Ms Greene — who once bolstered conspiracy theories that the Parkland shooting was a false flag operation — has a long history of targeting Mr Hogg for his advocacy, often citing her involvement in the 1990 hostage situation in which a gunman entered the school South Forsyth County High School and took two classrooms of students hostage.

While Ms Greene was in the building, she was not among the students who were taken hostage, according to a school communications director.

Still, she has frequently referenced that experience when arguing against "gun-free zones" in schools.

"There was no adult there with a gun in our school because our schools had turned into gun-free zones," she said during an interview with Fox News' Tucker Carlson earlier this year. "This is because of Joe Biden and the crime bill that they passed back in 1990."

According to reports from the Atlanta Journal Constitution at the time, the culprit of the 1990 incident took 40 students hostage. The 17-year-old faced 90 felony counts of kidnapping and and aggravated assault. In 1991, the individual was sentenced to eight years in prison after pleading guilty.

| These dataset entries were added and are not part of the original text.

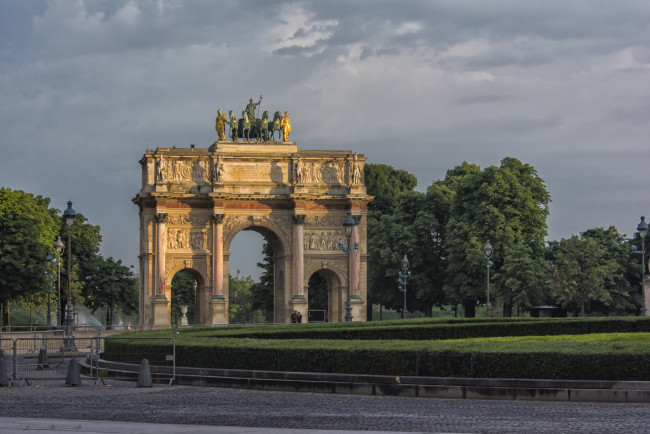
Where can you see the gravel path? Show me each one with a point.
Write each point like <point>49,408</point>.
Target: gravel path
<point>252,408</point>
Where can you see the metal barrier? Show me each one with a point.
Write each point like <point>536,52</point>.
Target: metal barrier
<point>119,358</point>
<point>48,358</point>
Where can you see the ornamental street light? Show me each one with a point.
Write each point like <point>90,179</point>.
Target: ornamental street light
<point>69,216</point>
<point>642,228</point>
<point>348,224</point>
<point>195,286</point>
<point>58,246</point>
<point>404,274</point>
<point>488,253</point>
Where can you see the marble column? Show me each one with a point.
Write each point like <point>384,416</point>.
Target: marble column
<point>298,256</point>
<point>355,259</point>
<point>161,249</point>
<point>217,256</point>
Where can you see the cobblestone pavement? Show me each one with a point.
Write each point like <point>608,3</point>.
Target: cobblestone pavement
<point>253,408</point>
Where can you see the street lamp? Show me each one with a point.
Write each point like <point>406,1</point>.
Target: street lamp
<point>404,274</point>
<point>69,216</point>
<point>58,246</point>
<point>50,288</point>
<point>642,228</point>
<point>348,224</point>
<point>488,253</point>
<point>195,286</point>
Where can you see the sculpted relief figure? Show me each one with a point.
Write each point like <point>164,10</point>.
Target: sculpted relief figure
<point>197,240</point>
<point>161,167</point>
<point>250,109</point>
<point>218,170</point>
<point>234,127</point>
<point>220,125</point>
<point>356,170</point>
<point>285,124</point>
<point>299,172</point>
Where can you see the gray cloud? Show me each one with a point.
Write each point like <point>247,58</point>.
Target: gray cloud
<point>88,86</point>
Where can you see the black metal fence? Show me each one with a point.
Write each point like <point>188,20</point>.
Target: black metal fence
<point>26,360</point>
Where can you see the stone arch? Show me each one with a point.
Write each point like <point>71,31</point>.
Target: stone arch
<point>194,201</point>
<point>335,293</point>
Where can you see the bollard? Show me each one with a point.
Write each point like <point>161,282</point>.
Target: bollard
<point>144,377</point>
<point>4,380</point>
<point>73,378</point>
<point>42,360</point>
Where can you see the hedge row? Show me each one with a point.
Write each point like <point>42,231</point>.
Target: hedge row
<point>439,331</point>
<point>329,359</point>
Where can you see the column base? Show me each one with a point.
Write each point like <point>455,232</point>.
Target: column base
<point>219,307</point>
<point>160,311</point>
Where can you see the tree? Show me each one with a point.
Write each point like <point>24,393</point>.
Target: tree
<point>183,295</point>
<point>27,228</point>
<point>386,184</point>
<point>262,291</point>
<point>579,273</point>
<point>507,205</point>
<point>111,286</point>
<point>240,302</point>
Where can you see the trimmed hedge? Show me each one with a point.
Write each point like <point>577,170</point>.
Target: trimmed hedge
<point>589,357</point>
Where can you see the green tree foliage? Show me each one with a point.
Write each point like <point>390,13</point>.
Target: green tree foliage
<point>85,241</point>
<point>27,233</point>
<point>579,273</point>
<point>110,286</point>
<point>240,299</point>
<point>386,184</point>
<point>262,291</point>
<point>507,205</point>
<point>183,295</point>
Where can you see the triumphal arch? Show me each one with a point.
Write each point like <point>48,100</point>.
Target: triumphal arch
<point>193,202</point>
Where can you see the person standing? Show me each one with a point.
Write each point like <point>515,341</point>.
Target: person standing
<point>285,124</point>
<point>220,125</point>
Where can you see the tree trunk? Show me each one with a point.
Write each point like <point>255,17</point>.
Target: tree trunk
<point>5,315</point>
<point>470,308</point>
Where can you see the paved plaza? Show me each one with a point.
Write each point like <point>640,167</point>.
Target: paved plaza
<point>207,406</point>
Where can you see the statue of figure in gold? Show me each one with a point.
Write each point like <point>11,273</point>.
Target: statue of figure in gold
<point>285,124</point>
<point>220,125</point>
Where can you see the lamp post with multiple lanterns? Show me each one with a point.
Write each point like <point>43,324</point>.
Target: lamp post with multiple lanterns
<point>348,224</point>
<point>642,228</point>
<point>403,275</point>
<point>488,253</point>
<point>58,246</point>
<point>69,216</point>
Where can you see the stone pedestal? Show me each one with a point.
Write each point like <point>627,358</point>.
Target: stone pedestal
<point>358,308</point>
<point>219,309</point>
<point>299,303</point>
<point>160,311</point>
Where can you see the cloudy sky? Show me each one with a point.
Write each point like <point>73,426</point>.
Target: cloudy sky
<point>87,86</point>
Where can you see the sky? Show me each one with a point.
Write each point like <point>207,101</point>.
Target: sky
<point>86,87</point>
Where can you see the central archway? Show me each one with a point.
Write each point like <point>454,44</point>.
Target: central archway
<point>194,201</point>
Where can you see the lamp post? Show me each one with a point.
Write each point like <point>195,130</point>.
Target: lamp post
<point>642,228</point>
<point>50,288</point>
<point>69,216</point>
<point>58,246</point>
<point>488,253</point>
<point>348,224</point>
<point>195,286</point>
<point>404,274</point>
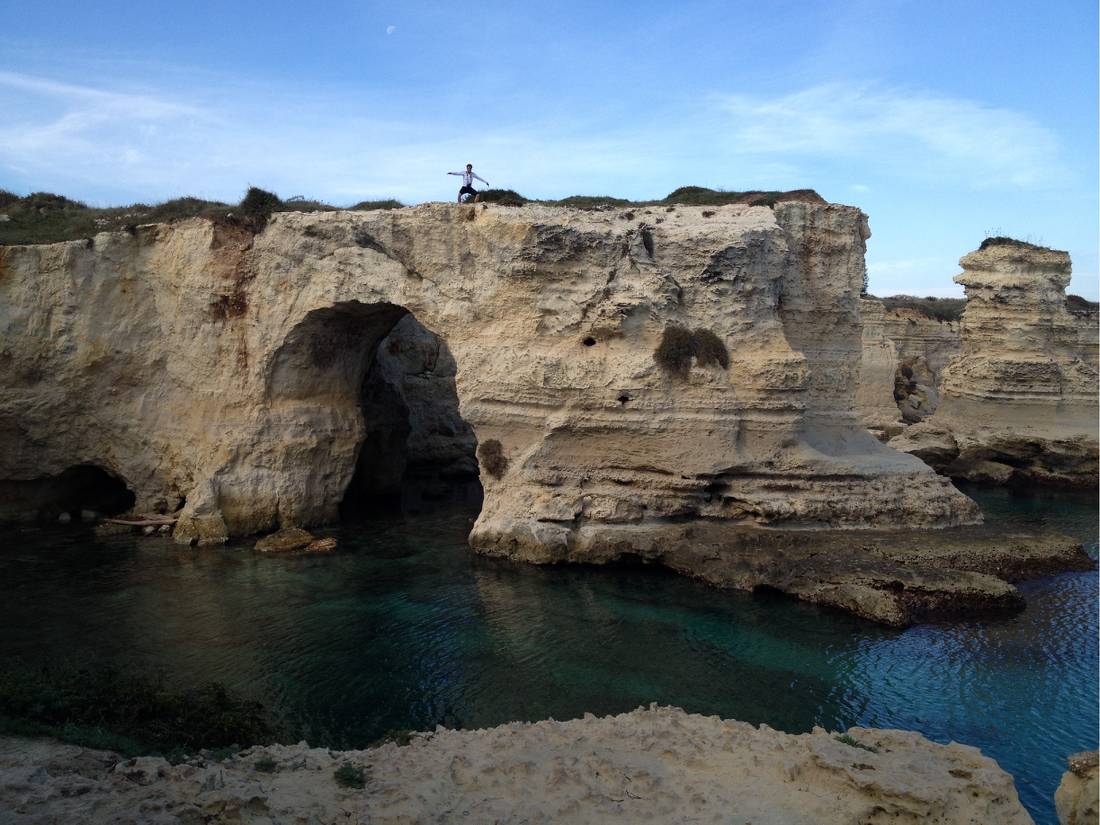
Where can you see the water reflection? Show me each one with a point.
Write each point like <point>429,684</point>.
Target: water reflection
<point>405,628</point>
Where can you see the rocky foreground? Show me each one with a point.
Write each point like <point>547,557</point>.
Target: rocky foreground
<point>658,765</point>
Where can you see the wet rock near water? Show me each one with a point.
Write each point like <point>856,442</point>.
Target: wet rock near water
<point>658,765</point>
<point>295,539</point>
<point>893,578</point>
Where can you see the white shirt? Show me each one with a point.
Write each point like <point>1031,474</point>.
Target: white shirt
<point>468,177</point>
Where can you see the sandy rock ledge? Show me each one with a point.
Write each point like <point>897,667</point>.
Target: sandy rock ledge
<point>658,765</point>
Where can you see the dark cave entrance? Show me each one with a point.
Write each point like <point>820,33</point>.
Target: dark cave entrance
<point>78,488</point>
<point>417,453</point>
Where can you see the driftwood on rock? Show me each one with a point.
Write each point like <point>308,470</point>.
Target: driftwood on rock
<point>144,521</point>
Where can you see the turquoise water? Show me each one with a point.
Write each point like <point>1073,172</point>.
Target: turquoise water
<point>405,628</point>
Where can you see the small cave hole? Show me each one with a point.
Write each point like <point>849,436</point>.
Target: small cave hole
<point>80,488</point>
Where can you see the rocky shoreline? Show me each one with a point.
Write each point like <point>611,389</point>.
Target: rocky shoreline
<point>656,765</point>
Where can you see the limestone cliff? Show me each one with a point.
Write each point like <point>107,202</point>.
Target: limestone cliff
<point>878,371</point>
<point>1019,403</point>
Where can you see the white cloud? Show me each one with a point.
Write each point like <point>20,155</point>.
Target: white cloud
<point>910,133</point>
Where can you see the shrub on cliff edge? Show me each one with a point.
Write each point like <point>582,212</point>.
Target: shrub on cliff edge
<point>679,345</point>
<point>257,205</point>
<point>102,706</point>
<point>493,459</point>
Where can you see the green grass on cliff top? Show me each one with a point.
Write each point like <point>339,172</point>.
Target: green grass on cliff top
<point>48,218</point>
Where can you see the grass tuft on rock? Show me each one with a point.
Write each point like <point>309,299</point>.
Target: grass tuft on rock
<point>674,352</point>
<point>845,739</point>
<point>710,349</point>
<point>679,345</point>
<point>493,459</point>
<point>102,706</point>
<point>257,205</point>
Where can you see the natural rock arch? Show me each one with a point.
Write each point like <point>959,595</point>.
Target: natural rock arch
<point>80,487</point>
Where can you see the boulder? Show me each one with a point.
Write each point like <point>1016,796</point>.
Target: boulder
<point>1076,799</point>
<point>286,540</point>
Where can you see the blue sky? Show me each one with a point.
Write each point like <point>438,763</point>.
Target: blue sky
<point>944,121</point>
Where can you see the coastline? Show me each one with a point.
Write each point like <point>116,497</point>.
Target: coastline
<point>650,765</point>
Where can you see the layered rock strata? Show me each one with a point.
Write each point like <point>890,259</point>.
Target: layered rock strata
<point>924,345</point>
<point>221,374</point>
<point>1019,404</point>
<point>878,373</point>
<point>659,765</point>
<point>904,353</point>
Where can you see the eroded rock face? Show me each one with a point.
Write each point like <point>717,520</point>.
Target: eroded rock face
<point>1020,399</point>
<point>204,365</point>
<point>658,765</point>
<point>904,353</point>
<point>878,371</point>
<point>1077,799</point>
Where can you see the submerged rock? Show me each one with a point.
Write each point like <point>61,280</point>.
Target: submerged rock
<point>1077,799</point>
<point>658,765</point>
<point>1020,399</point>
<point>321,546</point>
<point>550,318</point>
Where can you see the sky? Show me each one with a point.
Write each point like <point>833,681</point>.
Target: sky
<point>944,121</point>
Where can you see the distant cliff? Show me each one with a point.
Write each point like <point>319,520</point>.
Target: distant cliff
<point>1019,403</point>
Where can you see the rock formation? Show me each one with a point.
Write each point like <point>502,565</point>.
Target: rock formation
<point>878,373</point>
<point>1019,403</point>
<point>251,382</point>
<point>221,372</point>
<point>657,765</point>
<point>1077,799</point>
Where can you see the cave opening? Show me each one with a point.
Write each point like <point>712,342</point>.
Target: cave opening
<point>81,490</point>
<point>364,406</point>
<point>417,452</point>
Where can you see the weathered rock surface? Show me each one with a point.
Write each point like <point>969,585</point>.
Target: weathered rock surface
<point>878,370</point>
<point>895,578</point>
<point>919,348</point>
<point>1077,799</point>
<point>1020,400</point>
<point>286,540</point>
<point>659,765</point>
<point>222,373</point>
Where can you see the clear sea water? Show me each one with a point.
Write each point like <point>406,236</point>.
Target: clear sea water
<point>406,628</point>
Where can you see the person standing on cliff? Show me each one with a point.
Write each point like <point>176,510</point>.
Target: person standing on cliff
<point>468,182</point>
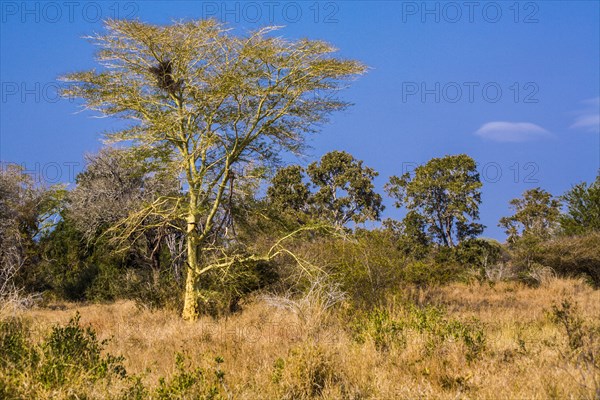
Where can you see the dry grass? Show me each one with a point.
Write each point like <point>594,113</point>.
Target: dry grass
<point>272,353</point>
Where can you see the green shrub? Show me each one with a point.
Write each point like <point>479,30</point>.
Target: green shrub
<point>379,327</point>
<point>573,256</point>
<point>387,332</point>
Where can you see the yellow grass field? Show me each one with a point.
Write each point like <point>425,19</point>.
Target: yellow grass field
<point>287,353</point>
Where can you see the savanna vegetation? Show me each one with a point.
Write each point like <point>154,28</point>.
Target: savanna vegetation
<point>189,261</point>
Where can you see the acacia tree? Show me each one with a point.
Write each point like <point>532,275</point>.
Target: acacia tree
<point>211,105</point>
<point>114,184</point>
<point>27,209</point>
<point>446,193</point>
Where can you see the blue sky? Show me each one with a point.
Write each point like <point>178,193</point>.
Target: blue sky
<point>515,85</point>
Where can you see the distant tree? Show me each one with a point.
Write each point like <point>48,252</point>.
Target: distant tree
<point>343,190</point>
<point>288,191</point>
<point>211,105</point>
<point>411,234</point>
<point>27,210</point>
<point>583,209</point>
<point>114,185</point>
<point>445,194</point>
<point>536,216</point>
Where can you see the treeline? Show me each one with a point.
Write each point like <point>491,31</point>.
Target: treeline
<point>305,233</point>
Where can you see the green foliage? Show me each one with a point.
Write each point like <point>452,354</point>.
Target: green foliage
<point>343,191</point>
<point>445,193</point>
<point>340,173</point>
<point>478,254</point>
<point>583,344</point>
<point>288,191</point>
<point>379,327</point>
<point>388,331</point>
<point>572,256</point>
<point>70,363</point>
<point>307,371</point>
<point>70,355</point>
<point>536,215</point>
<point>583,209</point>
<point>13,343</point>
<point>71,351</point>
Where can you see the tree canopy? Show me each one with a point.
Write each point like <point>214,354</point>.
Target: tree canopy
<point>213,107</point>
<point>446,193</point>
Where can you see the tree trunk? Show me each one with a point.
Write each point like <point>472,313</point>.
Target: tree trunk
<point>190,299</point>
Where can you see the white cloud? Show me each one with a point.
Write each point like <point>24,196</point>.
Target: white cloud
<point>515,132</point>
<point>588,119</point>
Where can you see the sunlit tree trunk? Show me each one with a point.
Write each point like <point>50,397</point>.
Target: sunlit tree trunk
<point>190,298</point>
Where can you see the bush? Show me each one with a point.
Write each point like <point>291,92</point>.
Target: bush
<point>70,356</point>
<point>573,256</point>
<point>387,331</point>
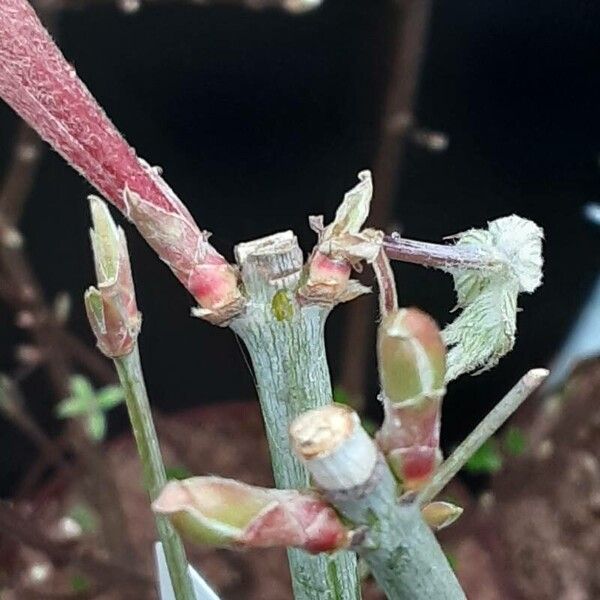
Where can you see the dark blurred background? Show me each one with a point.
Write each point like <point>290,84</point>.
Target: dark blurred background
<point>260,118</point>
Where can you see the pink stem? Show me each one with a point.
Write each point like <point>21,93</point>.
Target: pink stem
<point>39,84</point>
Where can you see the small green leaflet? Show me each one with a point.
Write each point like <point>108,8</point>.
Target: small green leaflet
<point>486,460</point>
<point>90,405</point>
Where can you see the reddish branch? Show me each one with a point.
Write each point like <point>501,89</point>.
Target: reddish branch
<point>39,84</point>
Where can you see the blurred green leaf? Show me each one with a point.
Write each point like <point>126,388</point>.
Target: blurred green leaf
<point>341,396</point>
<point>110,396</point>
<point>72,407</point>
<point>486,460</point>
<point>96,425</point>
<point>515,441</point>
<point>452,560</point>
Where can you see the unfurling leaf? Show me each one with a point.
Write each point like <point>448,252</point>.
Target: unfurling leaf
<point>227,513</point>
<point>485,329</point>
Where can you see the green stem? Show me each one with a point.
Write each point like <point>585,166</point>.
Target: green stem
<point>490,424</point>
<point>400,549</point>
<point>286,344</point>
<point>131,377</point>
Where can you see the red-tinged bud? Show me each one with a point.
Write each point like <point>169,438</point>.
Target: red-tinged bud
<point>111,307</point>
<point>412,364</point>
<point>327,277</point>
<point>227,513</point>
<point>341,245</point>
<point>201,269</point>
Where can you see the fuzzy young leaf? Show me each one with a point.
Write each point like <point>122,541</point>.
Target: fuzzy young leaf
<point>485,330</point>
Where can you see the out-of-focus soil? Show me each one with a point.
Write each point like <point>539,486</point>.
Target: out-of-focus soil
<point>533,535</point>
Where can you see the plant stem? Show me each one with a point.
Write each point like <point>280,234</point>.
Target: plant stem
<point>490,424</point>
<point>131,377</point>
<point>286,344</point>
<point>399,547</point>
<point>440,256</point>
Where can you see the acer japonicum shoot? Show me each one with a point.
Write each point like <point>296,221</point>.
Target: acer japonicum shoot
<point>278,304</point>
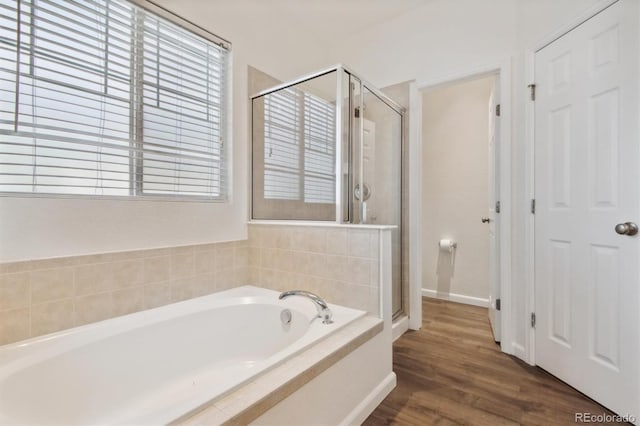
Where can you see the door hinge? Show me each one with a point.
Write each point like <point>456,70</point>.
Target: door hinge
<point>532,88</point>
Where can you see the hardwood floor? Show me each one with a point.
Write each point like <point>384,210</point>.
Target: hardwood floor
<point>452,372</point>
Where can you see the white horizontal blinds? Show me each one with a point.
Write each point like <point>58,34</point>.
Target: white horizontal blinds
<point>282,146</point>
<point>73,120</point>
<point>183,95</point>
<point>65,116</point>
<point>299,149</point>
<point>320,150</point>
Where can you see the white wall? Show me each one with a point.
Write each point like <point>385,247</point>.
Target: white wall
<point>455,189</point>
<point>34,228</point>
<point>445,38</point>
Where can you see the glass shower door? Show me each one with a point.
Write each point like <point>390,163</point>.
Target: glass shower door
<point>376,151</point>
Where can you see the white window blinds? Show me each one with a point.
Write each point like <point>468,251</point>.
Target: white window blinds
<point>101,97</point>
<point>299,148</point>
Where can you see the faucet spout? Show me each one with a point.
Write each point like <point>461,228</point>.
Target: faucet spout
<point>323,309</point>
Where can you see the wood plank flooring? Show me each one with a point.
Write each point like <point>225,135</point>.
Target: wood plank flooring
<point>451,372</point>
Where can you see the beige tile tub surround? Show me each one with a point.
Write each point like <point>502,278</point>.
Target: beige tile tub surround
<point>43,296</point>
<point>339,263</point>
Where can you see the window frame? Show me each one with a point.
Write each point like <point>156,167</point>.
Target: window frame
<point>137,192</point>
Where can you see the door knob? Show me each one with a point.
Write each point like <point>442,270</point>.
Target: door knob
<point>627,228</point>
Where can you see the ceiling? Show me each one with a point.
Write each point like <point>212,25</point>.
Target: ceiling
<point>323,21</point>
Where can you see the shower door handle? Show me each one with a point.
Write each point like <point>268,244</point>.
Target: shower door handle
<point>366,193</point>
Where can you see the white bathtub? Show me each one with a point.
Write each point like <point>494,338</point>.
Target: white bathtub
<point>155,366</point>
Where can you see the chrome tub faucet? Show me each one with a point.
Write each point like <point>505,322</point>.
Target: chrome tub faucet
<point>323,309</point>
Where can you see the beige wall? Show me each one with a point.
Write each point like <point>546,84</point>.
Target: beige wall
<point>38,297</point>
<point>455,187</point>
<point>444,38</point>
<point>341,263</point>
<point>43,296</point>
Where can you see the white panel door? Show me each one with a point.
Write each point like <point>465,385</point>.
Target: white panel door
<point>587,181</point>
<point>494,226</point>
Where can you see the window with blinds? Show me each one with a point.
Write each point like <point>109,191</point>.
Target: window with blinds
<point>102,97</point>
<point>299,147</point>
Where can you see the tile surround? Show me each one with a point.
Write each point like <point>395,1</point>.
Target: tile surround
<point>341,264</point>
<point>43,296</point>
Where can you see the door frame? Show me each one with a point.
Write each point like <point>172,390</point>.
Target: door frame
<point>503,168</point>
<point>529,355</point>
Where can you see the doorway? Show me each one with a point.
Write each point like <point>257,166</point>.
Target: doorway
<point>459,190</point>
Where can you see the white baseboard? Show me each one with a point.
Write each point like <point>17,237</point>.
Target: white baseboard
<point>399,327</point>
<point>371,401</point>
<point>460,298</point>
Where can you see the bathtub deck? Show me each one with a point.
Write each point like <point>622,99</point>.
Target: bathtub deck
<point>248,403</point>
<point>452,372</point>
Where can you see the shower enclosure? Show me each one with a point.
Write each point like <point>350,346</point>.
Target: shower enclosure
<point>329,147</point>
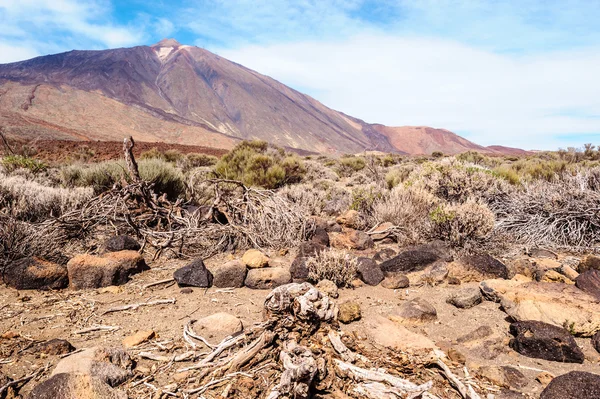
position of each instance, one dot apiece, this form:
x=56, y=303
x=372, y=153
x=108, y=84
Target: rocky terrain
x=182, y=94
x=523, y=326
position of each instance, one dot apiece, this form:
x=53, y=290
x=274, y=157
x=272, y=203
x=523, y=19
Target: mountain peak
x=167, y=43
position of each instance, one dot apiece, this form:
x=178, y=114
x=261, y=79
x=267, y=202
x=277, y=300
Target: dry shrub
x=398, y=174
x=20, y=239
x=456, y=181
x=332, y=264
x=317, y=171
x=561, y=213
x=462, y=223
x=30, y=200
x=256, y=163
x=349, y=164
x=319, y=197
x=408, y=208
x=104, y=175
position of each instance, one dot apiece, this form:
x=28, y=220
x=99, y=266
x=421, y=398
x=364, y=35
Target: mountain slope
x=183, y=94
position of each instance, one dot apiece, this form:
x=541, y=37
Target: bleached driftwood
x=134, y=306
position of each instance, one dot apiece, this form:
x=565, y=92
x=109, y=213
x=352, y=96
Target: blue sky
x=518, y=73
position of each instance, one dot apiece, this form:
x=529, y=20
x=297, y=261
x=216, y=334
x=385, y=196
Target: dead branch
x=134, y=173
x=97, y=328
x=134, y=306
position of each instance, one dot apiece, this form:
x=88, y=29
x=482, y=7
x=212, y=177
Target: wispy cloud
x=495, y=98
x=513, y=72
x=42, y=26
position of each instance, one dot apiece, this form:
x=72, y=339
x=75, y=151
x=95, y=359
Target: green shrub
x=200, y=160
x=255, y=163
x=12, y=162
x=460, y=223
x=334, y=265
x=456, y=181
x=348, y=165
x=103, y=176
x=30, y=200
x=398, y=174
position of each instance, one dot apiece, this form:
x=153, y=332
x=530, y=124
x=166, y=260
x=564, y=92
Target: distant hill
x=182, y=94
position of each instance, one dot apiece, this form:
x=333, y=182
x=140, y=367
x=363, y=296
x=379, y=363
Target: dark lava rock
x=416, y=258
x=194, y=274
x=229, y=275
x=309, y=248
x=415, y=311
x=542, y=253
x=384, y=254
x=465, y=298
x=320, y=236
x=70, y=385
x=596, y=341
x=267, y=278
x=589, y=282
x=121, y=243
x=34, y=273
x=112, y=268
x=298, y=269
x=395, y=281
x=55, y=347
x=544, y=341
x=369, y=271
x=486, y=265
x=573, y=385
x=588, y=263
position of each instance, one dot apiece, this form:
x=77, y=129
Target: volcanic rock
x=112, y=268
x=34, y=273
x=573, y=385
x=544, y=341
x=194, y=274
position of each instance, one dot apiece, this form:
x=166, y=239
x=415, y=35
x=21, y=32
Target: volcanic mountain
x=186, y=95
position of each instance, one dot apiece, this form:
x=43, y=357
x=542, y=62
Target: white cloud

The paper reported that the 17-year-old held nine students hostage for five hours and claimed they did not want to hurt anyone, but was trying to die at the hands of the police.

Ms Greene invoked the memory to explain her position on gun control.

“I truly believe that children at school should never be left unprotected. I believe they should be just as protected as we were with 30,000 National Guardsmen,” she said, likely referencing the influx of military personnel to the Capitol in the wake of the Capitol riot. “Our children are our future and they’re our most precious resource."

Ms Greene has also cited her legitimate past trauma when undermining the trauma of her political opponents, as she once did with Representative Alexandria Ocasio-Cortez following the Capitol riot.

“I was in the chamber, unlike AOC, Representative Ocasio-Cortez, that faked her outrage with another hoax, just another hoax that gets shared everywhere,” The Hill reported Ms Greene said at the time, downplaying the Democrat’s trauma.

The Independent has reached out to Ms Greene for comment.

At the time, Ms Ocasio-Cortez had livestreamed herself on Instagram and recounted her experiences during the Capitol insurrection, saying she was fearful that she might die.

Conservatives – Republican Congresswoman Nancy Mace in particular – latched onto Ms Ocasio-Cortez's account of the event to claim that she was lying and playing up the drama of the event to garner sympathy and demonise some Republican lawmakers who are considered by some as complicit in the attack.  

Ms Mace misrepresented Ms Ocasio-Cortez's story by claiming that her office is "two doors down" from hers and that "no insurrectionists stormed our hallway".

Ms Ocasio-Cortez did not claim insurrections stormed their hallway. She said she was hiding in an office and heard someone outside banging on her door that seemed angry. The individual was a Capitol police officer, but Ms Ocasio-Cortez did not know that in the moment.

Ms Mace said Ms Ocasio-Cortez's account "waters down everyone's trauma".

In response, Ms Ocasio-Cortez claimed Ms Mace was trying to undermine her experience for Fox News "clicks," and cited the congresswoman's tweets from the day of the event to prove she was scared as well.

"Just evacuated my office in Cannon due to a nearby threat. Now we’re seeing protesters assaulting Capitol Police," Ms Mace tweeted the day of the insurrection. "This is wrong. This is not who we are. I’m heartbroken for our nation today."

Ms Mace was among the Republicans who supported Ms Greene when the House voted to strip her of her committee seats.